Internal Revenue Code, Section 170e3 creates an enhanced deduction for corporationsto take a deduction up to twice the cost of producing an item (when the value is higher than the cost). Before the enhanced deduction was put in place, companies could only deduct an amount equal to their cost for an item donated to an IRS 501c3 public charity. However, the inventory or other property may have a fair market value higher than its cost. Under 170e3, an enhanced deduction allows the donor to take a deduction up to twice the cost/basis of the item if the value is higher than the cost.

Donated property under 170e3 must be used for the ill, needy or infant (using IRS definitions). Equipment used by a facility providing service to the needy also qualifies. The same acknowledgement requirements that apply for any donations still applies under 170e3 donations. Though materials that are donated under 170e3 cannot be resold, organizations may charge a “user fee, handling fee, or donation fee” to recoup their expenses.

How does the enhanced deduction under 170e3 work? See the sample computation below and work with your accountant or tax advisor to see how you can benefit from donation of inventory. (Source: IRS.gov)

Sample Computation

Fair Market Value (Selling Price) =

$1,000

Basis (Cost to Company)=

$ 200

Gain = (Difference between FMV and Basis, or “mark up“)=

$ 800

Step 1: Determine the Gain

Fair Market Value $1000 – Basis $200=

$ 800

Step 2: Reduce the deduction to not more than 1/2 the gain

Gain $800 x 1/2 =

$ 400

Fair Market Value $1000 – 1/2 Gain $400 =

$ 600

Step 3: The deduction cannot exceed twice the basis or cost

$600 – 2 x Basis (2 x $200 = $400) =

$ 200

Step 4: Add the limitation in Step 1 to the limit in Step 2 and subtract from the fair market value to determine the deduction

$1000 – Gain ($400 + $200) =

$ 400

Deduction = Twice the Cost

The IRS allows a company to take up to half the gain (mark-up) on an item,

but not more than twice what the company paid for it. (Source: IRS.Gov)

Contact Waste to Charity. You’ll get an immediate response and an honest reply. If we can’t help you, we’ll help to find a solution for you.

Through the donation of obsolete, closeout or liquidation inventory, Waste to Charity acts as a charitable reverse logistics solution for US Businesses.

 

What is Reverse Logistics?

Reverse Logistics is the process of moving goods from their typical final destination (YOUR COMPANY’S USUAL SALES OUTLETS) to another point, for the purpose of capturing value otherwise lost or unavailable.

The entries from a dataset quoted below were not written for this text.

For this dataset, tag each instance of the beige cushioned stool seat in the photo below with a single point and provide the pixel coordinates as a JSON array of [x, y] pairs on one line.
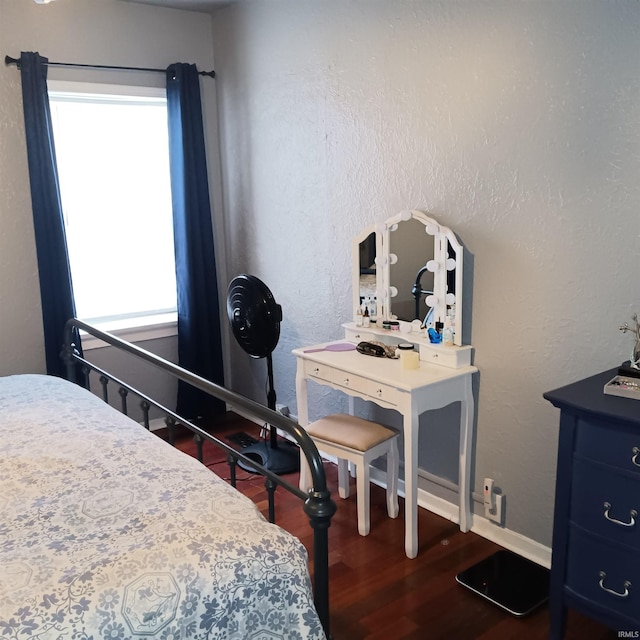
[[350, 431], [359, 441]]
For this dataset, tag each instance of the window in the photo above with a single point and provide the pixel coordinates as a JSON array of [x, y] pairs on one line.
[[112, 152]]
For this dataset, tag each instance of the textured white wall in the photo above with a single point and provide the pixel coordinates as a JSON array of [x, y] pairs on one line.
[[515, 123], [109, 32]]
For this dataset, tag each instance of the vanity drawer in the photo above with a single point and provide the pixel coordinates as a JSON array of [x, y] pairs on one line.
[[358, 335], [609, 445], [607, 575], [382, 392], [606, 503], [320, 371], [446, 356], [349, 381]]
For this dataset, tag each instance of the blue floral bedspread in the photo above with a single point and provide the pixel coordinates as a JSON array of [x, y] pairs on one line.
[[106, 531]]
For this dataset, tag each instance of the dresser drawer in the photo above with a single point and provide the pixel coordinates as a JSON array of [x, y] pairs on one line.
[[609, 444], [606, 503], [349, 381], [607, 575]]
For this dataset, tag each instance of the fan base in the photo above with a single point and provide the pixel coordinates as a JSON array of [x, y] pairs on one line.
[[285, 458]]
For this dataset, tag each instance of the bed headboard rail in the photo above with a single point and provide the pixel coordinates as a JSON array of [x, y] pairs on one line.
[[318, 505]]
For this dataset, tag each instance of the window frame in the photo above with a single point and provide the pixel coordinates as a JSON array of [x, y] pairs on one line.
[[143, 327]]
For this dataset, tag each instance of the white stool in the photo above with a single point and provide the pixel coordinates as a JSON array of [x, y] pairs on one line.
[[352, 439]]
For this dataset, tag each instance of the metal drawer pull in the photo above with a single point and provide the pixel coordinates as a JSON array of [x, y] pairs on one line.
[[632, 514], [626, 585]]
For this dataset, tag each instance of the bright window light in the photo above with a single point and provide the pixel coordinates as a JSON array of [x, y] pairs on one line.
[[112, 152]]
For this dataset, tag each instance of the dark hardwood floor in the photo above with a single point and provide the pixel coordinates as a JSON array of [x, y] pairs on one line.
[[376, 592]]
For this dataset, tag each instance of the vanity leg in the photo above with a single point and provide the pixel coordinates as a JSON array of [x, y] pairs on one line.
[[466, 449], [410, 424], [303, 421], [352, 412]]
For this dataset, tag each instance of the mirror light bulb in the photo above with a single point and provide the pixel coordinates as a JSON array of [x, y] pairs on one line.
[[432, 266]]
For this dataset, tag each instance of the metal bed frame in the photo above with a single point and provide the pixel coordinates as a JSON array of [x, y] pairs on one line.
[[318, 504]]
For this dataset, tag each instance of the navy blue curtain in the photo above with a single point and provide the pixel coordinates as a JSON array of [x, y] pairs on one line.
[[199, 338], [56, 290]]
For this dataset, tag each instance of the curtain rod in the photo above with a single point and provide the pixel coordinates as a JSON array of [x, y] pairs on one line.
[[9, 60]]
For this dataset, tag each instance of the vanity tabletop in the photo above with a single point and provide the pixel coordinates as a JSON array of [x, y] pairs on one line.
[[384, 370]]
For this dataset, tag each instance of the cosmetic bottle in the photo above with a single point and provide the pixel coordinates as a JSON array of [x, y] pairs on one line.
[[409, 357], [447, 332]]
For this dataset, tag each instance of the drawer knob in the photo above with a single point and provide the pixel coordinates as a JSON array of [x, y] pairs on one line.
[[632, 517], [618, 594]]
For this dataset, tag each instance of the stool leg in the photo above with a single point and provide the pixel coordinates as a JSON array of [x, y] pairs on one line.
[[305, 473], [343, 478], [362, 482], [393, 463]]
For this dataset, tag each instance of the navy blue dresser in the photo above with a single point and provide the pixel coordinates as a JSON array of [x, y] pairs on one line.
[[596, 530]]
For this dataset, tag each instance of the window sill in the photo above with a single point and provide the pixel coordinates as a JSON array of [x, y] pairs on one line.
[[134, 330]]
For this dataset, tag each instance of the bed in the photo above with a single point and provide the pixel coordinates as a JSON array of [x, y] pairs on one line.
[[109, 532]]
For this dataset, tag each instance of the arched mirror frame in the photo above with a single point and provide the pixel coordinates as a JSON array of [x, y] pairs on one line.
[[446, 248]]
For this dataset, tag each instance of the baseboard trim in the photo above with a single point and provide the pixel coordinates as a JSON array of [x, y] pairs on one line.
[[511, 540]]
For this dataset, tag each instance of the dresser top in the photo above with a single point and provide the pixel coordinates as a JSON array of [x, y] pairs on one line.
[[587, 396]]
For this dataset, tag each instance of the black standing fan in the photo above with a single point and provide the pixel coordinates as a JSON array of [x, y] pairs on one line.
[[255, 320]]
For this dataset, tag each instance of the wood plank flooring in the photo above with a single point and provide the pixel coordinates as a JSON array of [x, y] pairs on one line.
[[376, 592]]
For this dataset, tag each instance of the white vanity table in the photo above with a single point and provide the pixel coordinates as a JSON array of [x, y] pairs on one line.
[[445, 373]]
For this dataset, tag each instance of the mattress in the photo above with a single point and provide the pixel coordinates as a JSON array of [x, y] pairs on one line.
[[108, 532]]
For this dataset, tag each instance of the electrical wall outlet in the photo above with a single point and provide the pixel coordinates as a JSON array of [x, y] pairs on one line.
[[493, 502], [283, 409]]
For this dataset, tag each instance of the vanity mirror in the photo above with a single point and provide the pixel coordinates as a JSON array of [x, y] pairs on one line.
[[415, 273]]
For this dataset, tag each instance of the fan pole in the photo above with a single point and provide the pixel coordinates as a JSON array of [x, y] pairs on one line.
[[271, 401]]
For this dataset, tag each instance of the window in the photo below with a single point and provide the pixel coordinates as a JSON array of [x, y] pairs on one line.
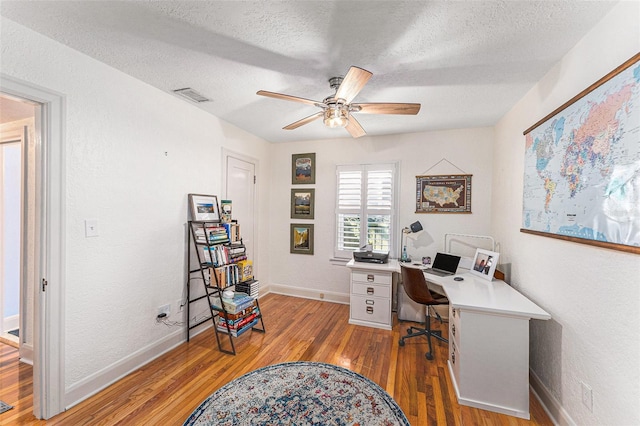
[[365, 208]]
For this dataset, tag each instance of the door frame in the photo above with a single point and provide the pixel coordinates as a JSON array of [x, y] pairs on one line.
[[226, 154], [48, 338]]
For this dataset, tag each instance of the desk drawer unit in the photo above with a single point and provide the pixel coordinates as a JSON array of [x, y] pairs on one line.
[[371, 298], [485, 348], [375, 311]]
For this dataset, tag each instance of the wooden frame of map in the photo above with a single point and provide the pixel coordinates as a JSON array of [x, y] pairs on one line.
[[581, 166], [443, 194]]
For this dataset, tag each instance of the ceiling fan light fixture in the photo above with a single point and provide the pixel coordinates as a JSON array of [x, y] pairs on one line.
[[336, 117]]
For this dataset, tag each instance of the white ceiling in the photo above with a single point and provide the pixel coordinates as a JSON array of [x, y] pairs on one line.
[[466, 62]]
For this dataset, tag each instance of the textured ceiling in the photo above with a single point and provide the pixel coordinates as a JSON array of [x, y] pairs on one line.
[[466, 62]]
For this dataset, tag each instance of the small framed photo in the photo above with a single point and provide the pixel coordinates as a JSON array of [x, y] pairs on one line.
[[301, 238], [303, 169], [204, 207], [302, 203], [484, 264]]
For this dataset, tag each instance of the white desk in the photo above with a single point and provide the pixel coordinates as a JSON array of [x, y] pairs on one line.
[[488, 339]]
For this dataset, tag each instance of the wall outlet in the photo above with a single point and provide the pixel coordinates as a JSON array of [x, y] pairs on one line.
[[587, 396], [164, 309], [91, 228]]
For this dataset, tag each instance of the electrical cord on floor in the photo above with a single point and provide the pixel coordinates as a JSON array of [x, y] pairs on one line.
[[163, 319]]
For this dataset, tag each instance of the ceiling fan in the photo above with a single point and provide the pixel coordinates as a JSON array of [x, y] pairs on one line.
[[337, 109]]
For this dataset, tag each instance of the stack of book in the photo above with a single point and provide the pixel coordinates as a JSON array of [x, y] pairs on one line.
[[245, 270], [239, 315], [217, 235], [217, 255], [250, 287], [226, 275], [233, 231], [237, 252]]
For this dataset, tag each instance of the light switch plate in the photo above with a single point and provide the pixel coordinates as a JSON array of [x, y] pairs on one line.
[[91, 228]]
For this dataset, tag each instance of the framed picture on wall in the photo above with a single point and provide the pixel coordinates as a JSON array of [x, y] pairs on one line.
[[302, 203], [204, 207], [443, 194], [301, 238], [484, 264], [303, 169]]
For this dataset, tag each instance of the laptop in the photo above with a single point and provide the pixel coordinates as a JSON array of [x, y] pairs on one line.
[[444, 264]]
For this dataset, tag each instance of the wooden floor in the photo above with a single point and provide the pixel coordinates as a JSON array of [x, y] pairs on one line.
[[165, 391]]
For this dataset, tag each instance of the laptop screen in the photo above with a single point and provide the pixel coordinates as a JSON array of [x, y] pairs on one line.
[[446, 262]]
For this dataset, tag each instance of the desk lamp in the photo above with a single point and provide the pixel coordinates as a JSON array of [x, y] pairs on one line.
[[415, 227]]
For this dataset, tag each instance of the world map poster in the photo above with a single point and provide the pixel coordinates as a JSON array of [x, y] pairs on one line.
[[582, 165]]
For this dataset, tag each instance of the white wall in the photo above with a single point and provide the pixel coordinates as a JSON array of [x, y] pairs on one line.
[[592, 294], [469, 150], [133, 153]]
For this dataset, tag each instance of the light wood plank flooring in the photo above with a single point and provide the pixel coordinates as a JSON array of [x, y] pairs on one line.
[[165, 391]]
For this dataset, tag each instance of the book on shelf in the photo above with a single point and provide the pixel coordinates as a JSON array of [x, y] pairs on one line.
[[238, 323], [212, 234], [251, 287], [238, 332], [233, 231], [245, 268], [225, 210], [239, 302], [226, 275], [242, 314]]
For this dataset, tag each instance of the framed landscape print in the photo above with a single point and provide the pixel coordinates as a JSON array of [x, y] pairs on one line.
[[301, 238], [302, 203], [443, 194], [204, 207], [581, 180], [303, 169]]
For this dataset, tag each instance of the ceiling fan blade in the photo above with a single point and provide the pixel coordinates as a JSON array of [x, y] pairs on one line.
[[386, 108], [286, 97], [352, 83], [304, 121], [354, 128]]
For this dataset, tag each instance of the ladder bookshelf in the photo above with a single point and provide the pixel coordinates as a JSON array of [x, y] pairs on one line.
[[220, 264]]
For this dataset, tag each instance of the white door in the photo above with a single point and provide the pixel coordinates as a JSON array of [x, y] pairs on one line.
[[240, 189]]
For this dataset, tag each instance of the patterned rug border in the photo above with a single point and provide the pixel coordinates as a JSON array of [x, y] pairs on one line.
[[4, 407], [388, 400]]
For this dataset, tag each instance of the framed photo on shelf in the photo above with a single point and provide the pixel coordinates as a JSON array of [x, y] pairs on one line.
[[301, 238], [204, 207], [303, 169], [302, 203], [484, 264]]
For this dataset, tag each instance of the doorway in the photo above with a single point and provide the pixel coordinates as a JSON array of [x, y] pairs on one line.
[[17, 197], [239, 179], [42, 214]]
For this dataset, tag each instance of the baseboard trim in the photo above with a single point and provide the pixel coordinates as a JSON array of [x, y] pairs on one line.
[[98, 381], [551, 405], [305, 293]]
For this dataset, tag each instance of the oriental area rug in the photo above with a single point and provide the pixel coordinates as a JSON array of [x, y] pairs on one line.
[[299, 393]]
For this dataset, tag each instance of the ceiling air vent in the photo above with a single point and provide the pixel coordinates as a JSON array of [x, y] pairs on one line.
[[192, 95]]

Another use of reverse logistics is or for the proper disposal of your products.

In our experience, Reverse Logistic activities include:

The processing of returned merchandise for reasons such as:

Damaged inventory, whether damaged during transit, at your facility, or at a sales outlet. While these items will look worthless to a buyer expecting a brand new product, a damaged item is welcomed in Waste to Charity’s inventory donation program. The less extensive the damage, the higher the deductible value.

 

Seasonal inventory which may not be suitable for next year’s styles, or projected sales. When these items are sent to Waste to Charity’s inventory donation program, they are valued between the purchase and transit price, and the usual retail price. Please see IRS Publication 561 “Determining The Value of donated Property” for further information regarding the exact method of valuation.